Force structured output. Define a tool in the Anthropic Messages API whose schema requires an array of ATT&CK technique IDs plus a short evidence quote for each, set tool_choice to force the call, and instruct the model to cite the sentence that supports each mapping. Then validate every returned ID against the real ATT&CK catalog using mitreattack-python so a hallucinated T-number never reaches your analysts. The evidence quote is what makes the mapping auditable: a reviewer can confirm T1566.001 was assigned because the report described a malicious attachment, not because the model guessed.

### Why is hallucination especially dangerous in threat intelligence?

Because CTI output drives blocking decisions. A hallucinated indicator does not stay in a chat window: it gets pushed to a firewall, an EDR blocklist, or a SIEM correlation rule. A wrong IP can block a legitimate service (self-inflicted denial of service); a wrong attribution can send an investigation in the wrong direction for days. Treat every model-asserted fact as unverified until a tool lookup confirms it. The LLM drafts and structures; your platform and your enrichment sources remain the system of record.

### How do I stop a malicious threat report from prompt-injecting my CTI pipeline?

Assume every ingested document is attacker-influenced, because threat reports, pastebin dumps, and OSINT feeds often are.

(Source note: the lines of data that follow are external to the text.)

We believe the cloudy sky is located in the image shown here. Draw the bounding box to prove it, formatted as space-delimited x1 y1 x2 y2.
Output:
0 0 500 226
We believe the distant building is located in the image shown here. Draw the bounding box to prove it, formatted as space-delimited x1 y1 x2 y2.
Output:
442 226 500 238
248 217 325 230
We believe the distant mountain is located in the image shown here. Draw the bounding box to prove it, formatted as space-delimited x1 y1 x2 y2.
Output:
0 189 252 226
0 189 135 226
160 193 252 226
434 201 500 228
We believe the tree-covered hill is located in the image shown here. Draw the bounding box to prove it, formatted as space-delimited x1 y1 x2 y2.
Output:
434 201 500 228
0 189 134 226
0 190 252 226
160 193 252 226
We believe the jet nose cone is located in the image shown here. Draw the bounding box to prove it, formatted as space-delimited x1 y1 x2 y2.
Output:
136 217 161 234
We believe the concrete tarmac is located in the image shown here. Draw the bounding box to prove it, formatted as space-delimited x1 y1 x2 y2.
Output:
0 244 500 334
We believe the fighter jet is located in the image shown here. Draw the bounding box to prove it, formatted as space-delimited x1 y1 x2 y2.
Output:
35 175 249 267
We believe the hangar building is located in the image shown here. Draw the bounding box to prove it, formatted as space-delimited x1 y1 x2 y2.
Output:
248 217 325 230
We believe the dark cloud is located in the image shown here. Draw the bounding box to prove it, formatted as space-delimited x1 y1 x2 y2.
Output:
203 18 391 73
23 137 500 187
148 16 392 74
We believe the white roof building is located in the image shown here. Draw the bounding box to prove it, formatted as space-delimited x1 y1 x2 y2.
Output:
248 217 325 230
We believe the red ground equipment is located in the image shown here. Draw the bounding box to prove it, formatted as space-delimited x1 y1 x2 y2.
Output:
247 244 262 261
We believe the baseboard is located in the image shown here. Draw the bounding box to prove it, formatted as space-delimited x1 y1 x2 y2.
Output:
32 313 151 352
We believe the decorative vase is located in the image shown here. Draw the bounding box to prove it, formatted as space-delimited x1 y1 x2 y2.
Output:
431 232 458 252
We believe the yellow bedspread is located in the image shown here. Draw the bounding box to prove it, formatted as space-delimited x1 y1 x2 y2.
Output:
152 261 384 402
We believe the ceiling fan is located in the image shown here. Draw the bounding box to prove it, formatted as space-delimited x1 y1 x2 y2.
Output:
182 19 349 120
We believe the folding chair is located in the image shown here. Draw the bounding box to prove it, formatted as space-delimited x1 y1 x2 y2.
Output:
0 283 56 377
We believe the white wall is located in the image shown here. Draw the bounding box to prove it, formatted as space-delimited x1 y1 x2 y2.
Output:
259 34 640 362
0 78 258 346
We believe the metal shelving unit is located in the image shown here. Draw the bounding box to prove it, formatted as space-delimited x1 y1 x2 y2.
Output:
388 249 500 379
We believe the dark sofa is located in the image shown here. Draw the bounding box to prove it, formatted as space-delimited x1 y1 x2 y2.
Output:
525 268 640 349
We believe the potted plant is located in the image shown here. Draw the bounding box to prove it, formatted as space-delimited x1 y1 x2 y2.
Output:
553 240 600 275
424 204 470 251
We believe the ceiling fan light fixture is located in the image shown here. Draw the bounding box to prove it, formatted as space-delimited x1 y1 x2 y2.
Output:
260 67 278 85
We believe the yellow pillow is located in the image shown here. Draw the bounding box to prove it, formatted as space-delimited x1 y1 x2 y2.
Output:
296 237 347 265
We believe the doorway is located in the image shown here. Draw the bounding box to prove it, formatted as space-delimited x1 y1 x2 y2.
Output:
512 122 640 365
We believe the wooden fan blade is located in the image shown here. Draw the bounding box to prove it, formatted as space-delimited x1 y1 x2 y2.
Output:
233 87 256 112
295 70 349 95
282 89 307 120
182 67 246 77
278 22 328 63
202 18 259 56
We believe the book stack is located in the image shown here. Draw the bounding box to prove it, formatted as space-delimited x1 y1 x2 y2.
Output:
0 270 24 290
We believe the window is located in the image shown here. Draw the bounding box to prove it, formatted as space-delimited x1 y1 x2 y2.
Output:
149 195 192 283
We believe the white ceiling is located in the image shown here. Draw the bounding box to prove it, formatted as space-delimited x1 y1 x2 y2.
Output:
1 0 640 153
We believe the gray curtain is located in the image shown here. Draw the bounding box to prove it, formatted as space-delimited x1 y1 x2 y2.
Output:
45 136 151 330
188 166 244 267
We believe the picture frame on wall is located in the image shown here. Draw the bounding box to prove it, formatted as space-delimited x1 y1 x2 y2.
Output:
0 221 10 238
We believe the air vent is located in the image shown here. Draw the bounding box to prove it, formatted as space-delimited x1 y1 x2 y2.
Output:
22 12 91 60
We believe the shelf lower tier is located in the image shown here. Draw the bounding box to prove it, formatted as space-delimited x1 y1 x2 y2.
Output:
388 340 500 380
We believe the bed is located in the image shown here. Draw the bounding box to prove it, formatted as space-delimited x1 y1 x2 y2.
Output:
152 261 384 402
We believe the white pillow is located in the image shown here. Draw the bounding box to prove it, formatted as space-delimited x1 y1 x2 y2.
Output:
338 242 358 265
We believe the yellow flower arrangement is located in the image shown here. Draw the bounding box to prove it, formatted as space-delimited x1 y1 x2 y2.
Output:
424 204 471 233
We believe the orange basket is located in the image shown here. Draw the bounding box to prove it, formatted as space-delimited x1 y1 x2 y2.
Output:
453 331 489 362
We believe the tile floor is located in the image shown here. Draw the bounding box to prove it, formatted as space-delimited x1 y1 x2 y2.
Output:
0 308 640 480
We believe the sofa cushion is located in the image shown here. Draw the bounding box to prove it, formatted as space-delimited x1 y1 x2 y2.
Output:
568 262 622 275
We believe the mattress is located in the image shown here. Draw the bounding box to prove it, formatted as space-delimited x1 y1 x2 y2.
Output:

An attacker can embed instructions in a report your pipeline reads (indirect prompt injection, OWASP LLM01, MITRE ATLAS AML.T0054). Keep the extraction model read-only: it returns structured data, it does not call state-changing tools. Never let the model's output auto-promote indicators to an enforcement blocklist without a validation gate and, for high-impact actions, a human. Validate the structure of everything the model returns rather than trusting its text.

### Which tools combine LLMs with threat intelligence platforms like MISP or OpenCTI?

MISP and OpenCTI both expose REST APIs and Python clients (PyMISP, the OpenCTI Python client), so the common architecture is an LLM extraction step that emits STIX 2.1 objects, which you then push into the platform through its API. The STIX work itself is handled by the OASIS stix2 Python library. The LLM sits in front of the platform as a parser and enricher; the platform stays the authoritative store, the deduplication engine, and the sharing mechanism over TAXII.